Un texte de Wikipen.

Une vision claire du problème. Voilà ce dont Leja avait besoin pour élaborer une stratégie susceptible de se débarrasser des chiens, première étape pour se sortir de cette situation désagréable et, il le sentait, potentiellement dangereuse.

Ses adversaires avaient pourtant l’air si petits, mais le son qui venait des montagnes lui permettait d’en comprendre la réalité intégrale.

Ce n’est pas parce qu’il n’a jamais rencontré de lasch jusqu’ici qu’il va en avoir peur ! Chacun sait comment en venir à bout, si l’on dispose du matériel idoine. Mais pour le moment : les chiens. La mutation leur permet-elle encore de ressentir la douleur ? Dans le cas contraire, le retour à la normale se compliquerait. On va bien voir.

Faire deux choses à la fois : lancer, courir. Courir quand même, malgré les morsures. Il constate l’échec de sa fuite, il saute la barrière, et se retrouve ainsi provisoirement à l’abri des chiens. Sa situation ne s’est pas améliorée. Il n’a plus d’arme, sa jambe saigne. Il n’ose pas regarder la plaie, de peur qu’elle soit des plaies. Bon. Sauter la barrière à nouveau, échapper aux chiens qui résistent aux armes (qu’importe, il n’en a plus – enfin un motif de satisfaction).

Soudain, un bruit, net et très puissant. Il lève les yeux vers la montagne qui le surplombe. Un problème à la fois. Un regard sur le côté : de l’eau claire au goût de cendres, de l’herbe sèche, une jambe noire de rouge. Un élément après l’autre. Pas d’arme. Un problème de moins. Pas soif. Un sale goût d’évité. Besoin de courir ? Pas sûr. Oui, assurément, il y est. Il a saisi comment s’en sortir, il a un plan. Un plan précis et complet.

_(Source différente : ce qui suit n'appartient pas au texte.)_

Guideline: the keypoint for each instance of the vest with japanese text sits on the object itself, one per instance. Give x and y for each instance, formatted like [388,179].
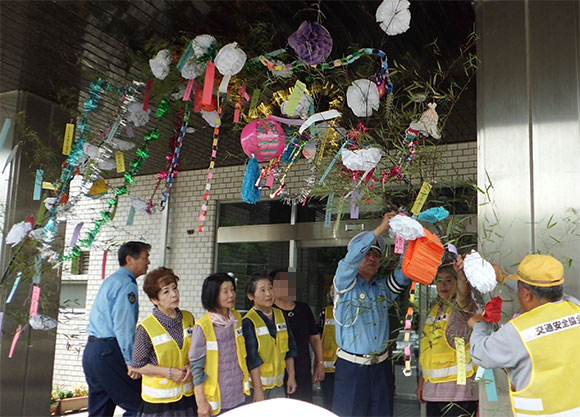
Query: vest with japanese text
[551,335]
[211,386]
[164,390]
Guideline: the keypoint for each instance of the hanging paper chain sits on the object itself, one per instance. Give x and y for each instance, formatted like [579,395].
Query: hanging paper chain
[337,63]
[136,165]
[214,147]
[174,163]
[162,175]
[407,330]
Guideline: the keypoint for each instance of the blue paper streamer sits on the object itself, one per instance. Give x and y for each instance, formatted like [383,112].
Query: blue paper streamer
[38,184]
[5,130]
[14,287]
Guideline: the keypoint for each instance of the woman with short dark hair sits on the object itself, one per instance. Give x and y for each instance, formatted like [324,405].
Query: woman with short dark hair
[218,351]
[162,343]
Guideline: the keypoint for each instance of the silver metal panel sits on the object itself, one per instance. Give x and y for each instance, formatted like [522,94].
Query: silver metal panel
[503,144]
[554,82]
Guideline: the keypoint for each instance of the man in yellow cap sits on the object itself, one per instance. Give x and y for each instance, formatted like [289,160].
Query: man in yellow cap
[541,347]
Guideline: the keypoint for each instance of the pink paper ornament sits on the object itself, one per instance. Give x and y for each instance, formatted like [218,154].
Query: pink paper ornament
[264,139]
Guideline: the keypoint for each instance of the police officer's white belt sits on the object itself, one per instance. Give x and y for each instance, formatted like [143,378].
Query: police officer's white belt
[362,359]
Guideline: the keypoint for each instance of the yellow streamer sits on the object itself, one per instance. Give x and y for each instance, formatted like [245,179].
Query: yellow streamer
[461,366]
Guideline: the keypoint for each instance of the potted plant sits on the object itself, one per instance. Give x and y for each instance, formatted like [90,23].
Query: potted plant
[64,400]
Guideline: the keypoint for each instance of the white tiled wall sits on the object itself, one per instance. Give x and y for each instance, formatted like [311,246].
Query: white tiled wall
[190,255]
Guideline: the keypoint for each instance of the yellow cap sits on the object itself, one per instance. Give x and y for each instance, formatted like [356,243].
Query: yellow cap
[540,271]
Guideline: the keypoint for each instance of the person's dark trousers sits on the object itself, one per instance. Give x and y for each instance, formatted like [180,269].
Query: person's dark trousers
[363,390]
[109,385]
[452,409]
[327,388]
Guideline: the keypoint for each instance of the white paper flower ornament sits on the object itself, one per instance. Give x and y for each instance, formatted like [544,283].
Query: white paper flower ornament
[230,59]
[394,16]
[362,96]
[202,44]
[160,65]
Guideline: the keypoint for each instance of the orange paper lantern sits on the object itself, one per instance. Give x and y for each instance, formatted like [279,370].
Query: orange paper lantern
[423,257]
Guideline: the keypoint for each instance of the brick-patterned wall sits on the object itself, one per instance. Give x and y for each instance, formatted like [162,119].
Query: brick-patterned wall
[191,256]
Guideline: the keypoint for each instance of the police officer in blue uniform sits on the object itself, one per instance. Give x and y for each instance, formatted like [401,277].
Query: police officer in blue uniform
[112,322]
[363,381]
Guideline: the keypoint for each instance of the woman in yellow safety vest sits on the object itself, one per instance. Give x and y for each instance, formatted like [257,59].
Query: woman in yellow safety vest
[269,342]
[218,350]
[160,353]
[447,386]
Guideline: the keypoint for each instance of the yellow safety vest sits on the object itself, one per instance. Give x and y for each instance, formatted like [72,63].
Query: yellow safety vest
[164,390]
[272,351]
[438,359]
[551,334]
[329,345]
[211,386]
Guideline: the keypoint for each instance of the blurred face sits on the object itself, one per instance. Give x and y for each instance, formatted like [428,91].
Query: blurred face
[263,298]
[138,265]
[227,295]
[445,283]
[167,297]
[370,264]
[285,286]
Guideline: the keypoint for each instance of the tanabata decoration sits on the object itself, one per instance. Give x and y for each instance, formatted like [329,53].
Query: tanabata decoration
[427,123]
[311,42]
[406,227]
[262,140]
[362,97]
[137,115]
[423,257]
[202,44]
[18,232]
[302,110]
[361,159]
[192,70]
[41,322]
[211,117]
[394,16]
[492,311]
[161,64]
[479,272]
[433,215]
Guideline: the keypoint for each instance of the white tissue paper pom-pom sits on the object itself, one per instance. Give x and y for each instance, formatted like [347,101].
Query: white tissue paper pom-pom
[362,97]
[17,233]
[201,44]
[139,205]
[230,59]
[160,65]
[394,16]
[361,159]
[406,227]
[302,110]
[479,272]
[211,117]
[192,70]
[137,115]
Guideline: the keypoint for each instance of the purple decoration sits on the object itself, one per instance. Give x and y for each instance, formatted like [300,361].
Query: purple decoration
[311,42]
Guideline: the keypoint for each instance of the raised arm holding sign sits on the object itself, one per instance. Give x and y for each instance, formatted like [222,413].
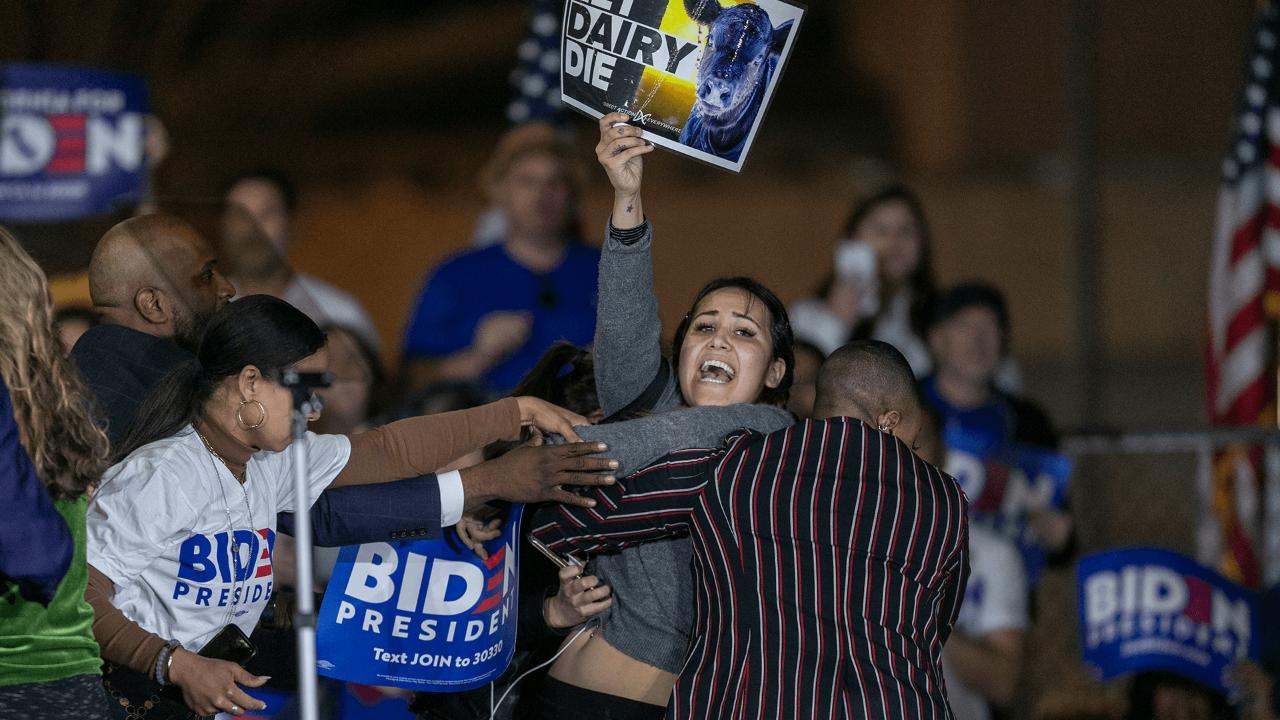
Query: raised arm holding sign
[694,76]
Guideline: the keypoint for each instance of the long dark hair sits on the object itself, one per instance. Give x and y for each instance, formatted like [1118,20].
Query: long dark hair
[780,332]
[563,376]
[261,331]
[922,282]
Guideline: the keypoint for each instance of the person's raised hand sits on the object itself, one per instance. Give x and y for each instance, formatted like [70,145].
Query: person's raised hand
[620,153]
[475,532]
[501,333]
[539,474]
[551,418]
[577,601]
[213,686]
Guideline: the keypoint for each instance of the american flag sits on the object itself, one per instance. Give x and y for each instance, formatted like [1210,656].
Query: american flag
[1243,302]
[536,76]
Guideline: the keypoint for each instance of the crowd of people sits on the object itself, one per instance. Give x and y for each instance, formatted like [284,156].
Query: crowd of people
[768,515]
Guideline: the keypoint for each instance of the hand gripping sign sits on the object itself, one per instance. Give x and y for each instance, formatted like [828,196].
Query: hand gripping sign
[1144,609]
[71,141]
[421,615]
[695,74]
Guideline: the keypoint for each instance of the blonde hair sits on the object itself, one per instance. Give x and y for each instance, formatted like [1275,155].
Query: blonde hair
[53,409]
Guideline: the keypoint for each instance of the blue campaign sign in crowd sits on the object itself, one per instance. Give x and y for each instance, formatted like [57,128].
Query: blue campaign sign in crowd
[421,615]
[71,141]
[1144,609]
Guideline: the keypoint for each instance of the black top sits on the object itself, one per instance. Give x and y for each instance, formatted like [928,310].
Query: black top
[120,365]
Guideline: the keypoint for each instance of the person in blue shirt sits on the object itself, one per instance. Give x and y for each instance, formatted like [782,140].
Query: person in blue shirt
[489,314]
[968,336]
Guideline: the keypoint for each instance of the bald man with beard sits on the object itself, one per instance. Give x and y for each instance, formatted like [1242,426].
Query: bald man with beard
[155,282]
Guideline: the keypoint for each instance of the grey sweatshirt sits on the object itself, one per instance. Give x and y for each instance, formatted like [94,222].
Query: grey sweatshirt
[652,613]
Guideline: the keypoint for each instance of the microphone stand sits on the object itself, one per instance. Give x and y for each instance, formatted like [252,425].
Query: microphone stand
[305,401]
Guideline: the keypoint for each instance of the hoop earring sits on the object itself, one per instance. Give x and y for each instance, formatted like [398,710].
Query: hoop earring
[260,420]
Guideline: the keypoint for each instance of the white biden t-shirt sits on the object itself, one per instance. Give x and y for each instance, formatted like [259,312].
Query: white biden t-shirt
[165,519]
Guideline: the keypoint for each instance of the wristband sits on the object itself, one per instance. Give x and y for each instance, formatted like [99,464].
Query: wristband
[164,660]
[547,596]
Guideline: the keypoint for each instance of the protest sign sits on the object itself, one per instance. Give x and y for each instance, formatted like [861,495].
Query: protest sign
[421,615]
[695,74]
[1005,487]
[71,141]
[1146,609]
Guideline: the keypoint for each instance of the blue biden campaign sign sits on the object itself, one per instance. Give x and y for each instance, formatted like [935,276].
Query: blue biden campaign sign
[1146,609]
[421,615]
[71,141]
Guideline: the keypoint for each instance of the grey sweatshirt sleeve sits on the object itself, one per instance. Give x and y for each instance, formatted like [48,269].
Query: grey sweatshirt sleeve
[636,443]
[627,328]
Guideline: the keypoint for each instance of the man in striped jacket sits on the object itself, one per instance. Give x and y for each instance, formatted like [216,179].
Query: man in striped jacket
[830,561]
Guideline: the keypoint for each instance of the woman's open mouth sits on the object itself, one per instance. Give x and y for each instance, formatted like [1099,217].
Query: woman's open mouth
[716,372]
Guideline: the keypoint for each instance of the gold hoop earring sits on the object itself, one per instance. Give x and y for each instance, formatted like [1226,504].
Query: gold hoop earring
[260,420]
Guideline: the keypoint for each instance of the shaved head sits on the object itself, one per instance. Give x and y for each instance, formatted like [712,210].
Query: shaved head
[156,274]
[871,381]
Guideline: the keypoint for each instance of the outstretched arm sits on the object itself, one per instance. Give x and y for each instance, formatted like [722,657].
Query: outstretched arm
[627,329]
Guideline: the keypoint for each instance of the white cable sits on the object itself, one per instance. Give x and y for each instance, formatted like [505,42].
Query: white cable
[493,709]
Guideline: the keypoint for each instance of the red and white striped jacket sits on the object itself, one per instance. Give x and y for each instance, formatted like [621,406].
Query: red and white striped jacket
[830,564]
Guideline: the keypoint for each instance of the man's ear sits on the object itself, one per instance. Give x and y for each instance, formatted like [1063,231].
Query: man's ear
[777,370]
[250,382]
[152,305]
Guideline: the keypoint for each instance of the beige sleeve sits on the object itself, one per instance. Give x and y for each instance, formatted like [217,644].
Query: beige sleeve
[419,446]
[123,641]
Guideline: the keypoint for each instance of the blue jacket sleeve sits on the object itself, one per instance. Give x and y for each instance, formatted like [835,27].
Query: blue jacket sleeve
[406,509]
[36,547]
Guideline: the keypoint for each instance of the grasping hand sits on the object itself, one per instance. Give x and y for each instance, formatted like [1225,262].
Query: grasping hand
[577,601]
[618,153]
[475,532]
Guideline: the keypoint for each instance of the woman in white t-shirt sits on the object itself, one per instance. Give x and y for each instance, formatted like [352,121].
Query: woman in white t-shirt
[181,531]
[882,286]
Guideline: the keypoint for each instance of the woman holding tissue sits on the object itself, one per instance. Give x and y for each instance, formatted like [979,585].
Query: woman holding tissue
[882,286]
[732,350]
[181,529]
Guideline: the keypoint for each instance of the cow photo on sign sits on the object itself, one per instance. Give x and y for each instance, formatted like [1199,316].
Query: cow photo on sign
[695,74]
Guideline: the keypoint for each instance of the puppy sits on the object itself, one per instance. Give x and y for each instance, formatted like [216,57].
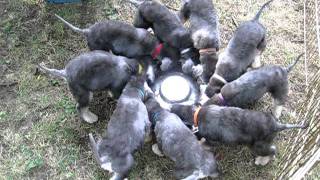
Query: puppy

D’abord, voir les chiens. Il sait que l’opération va le fatiguer, mais, d’abord, voir les chiens. Il les voit. Quatre. Ils ont souffert de la grenade. Ils attendent qu’il ressorte de sa retraite pour l’achever. Ensuite, comprendre les chiens. Ca y est. Comprendre les chiens, c’est comprendre leur maître, c’est comprendre la folie meurtrière gratuite d’un lasch. La liaison est dure à maintenir. Conflit de visions divergentes. Le lasch va voir qu’il est blessé. Non, il a déjà vu grâce au chien.

Une seule solution, évidemment la plus désagréable, se présente à lui. Il tire son khuje de sa poche, et commence à l’utiliser en décrivant des cercles sur le sol, qui devient rouge-orange. Il se place sur la surface ainsi modifiée et prend son envol. Il fait un effort rapide pour atteindre en quelques instants une altitude suffisante. Il jette un regard vers le sol et aperçoit les chiens, visiblement désorientés, ce que lui confirme sa compréhension des chiens et du lasch.

Le vol à impulsions est une activité épuisante si elle est maintenue trop longtemps, mais elle est très efficace, quoique peut-être insuffisante pour franchir à nouveau la montagne. Constat inquiétant. Mais, pour le moment, essayer. De nouvelles impulsions, prendre encore de l’altitude, dépasser l’obstacle, s’écarter du danger immédiat.

Arrivé à la moitié de la hauteur de la montagne, soudain il voit le lasch, et il sait que simultanément le lasch le voit. Leja est atteint.

Il commence à chuter. Sa peau se fissure de toute part. Il s’éviscère. C’est fini.